Wearing the strap diagonally across my chest or holding it by my side rather than on one shoulder changes nothing. Men dislike the idea of carrying a purse as though, by definition, a “purse” contains tampons and mascara; as though owning a “purse” obligates them to order a grilled chicken salad with raspberry vinaigrette and a Diet Coke at lunch. Whether my purse carries business cards, a Sigg 9mm, and a Leatherman multi-tool or fruit snacks, Midol, and strawberry-flavored Lip Smackers, it still serves the same basic function—holding and carrying my stuff.

Whether the material is leather, canvas, or ultra-lightweight plain weave nylon with aluminum components, men are secretly relieved to have somewhere else to carry the two inches of leather, plastic, and paper that masculinity requires us to keep in our back pockets.

I’d rather swagger with a purse now than have lower back problems in twenty years. I bought mine at a street market in Florence. The man and I haggled about prize—getting a good deal, 5 Masculinity Points—which we both enjoyed. I paid $75. It was probably the best purchase I made in eleven different countries. Both men and women compliment it all the time.

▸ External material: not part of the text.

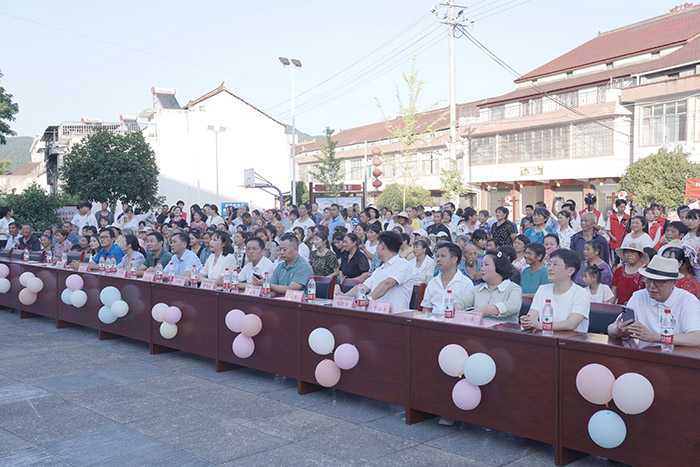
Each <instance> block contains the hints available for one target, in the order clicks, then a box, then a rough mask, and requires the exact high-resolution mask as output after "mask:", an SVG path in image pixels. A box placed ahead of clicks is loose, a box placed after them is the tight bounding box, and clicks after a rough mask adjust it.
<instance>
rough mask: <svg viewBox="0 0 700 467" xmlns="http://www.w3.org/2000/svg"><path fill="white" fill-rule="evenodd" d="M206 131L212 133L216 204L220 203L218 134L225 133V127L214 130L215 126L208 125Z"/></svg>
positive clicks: (214, 128)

Eight years and two repairs later—repairing rather than replacing, 3 Masculinity Points—the satchel-purse is as good as new. It has two large compartments inside, both the perfect size for my Macbook—snobby electronics, 2 Masculinity Points. An assortment of books normally occupies the other pocket. For example, right now, I am carrying around the latest issue of Poets & Writers, the Bible, a notebook for business notes, my Postalco journal, which is my all-time favorite; Matt Donovan’s collection of poems entitled Vellum; The Great Gatsby by F. Scott Fitzgerald; and the most recent issue of Cave Wall, a literary journal. What carry in the satchel is directly related to how I make a living—having a job, 10 Masculinity Points—which is freelance marketing and copywriting jobs.

It also holds several pens and pencils, rewetting drops for when I wear my loathsome contacts, business cards, gum, ear plugs, and four empty .270 Winchester cartridges. Being prepared and knowing how to shoot a rifle represent another 75 Masculinity Points.

“Be prepared” is the motto of the Boy Scouts of America and signifies a major contradiction in constructs of masculinity in Western culture. Are we supposed to travel lightly and be “low maintenance” or to always be prepared? Male resourcefulness may necessitate killing food or cooking a nutritious meal for one’s children, and perhaps masculinity at its best means making the best decision for the most people in favorable and hostile environments. For me, that includes having a book to read while I wait in line.

I officially endorse men carrying purses. Men who disagree can schedule appointments with their orthopedic surgeons to discuss herniated discs, deformed spines, and painful surgeries. How manly!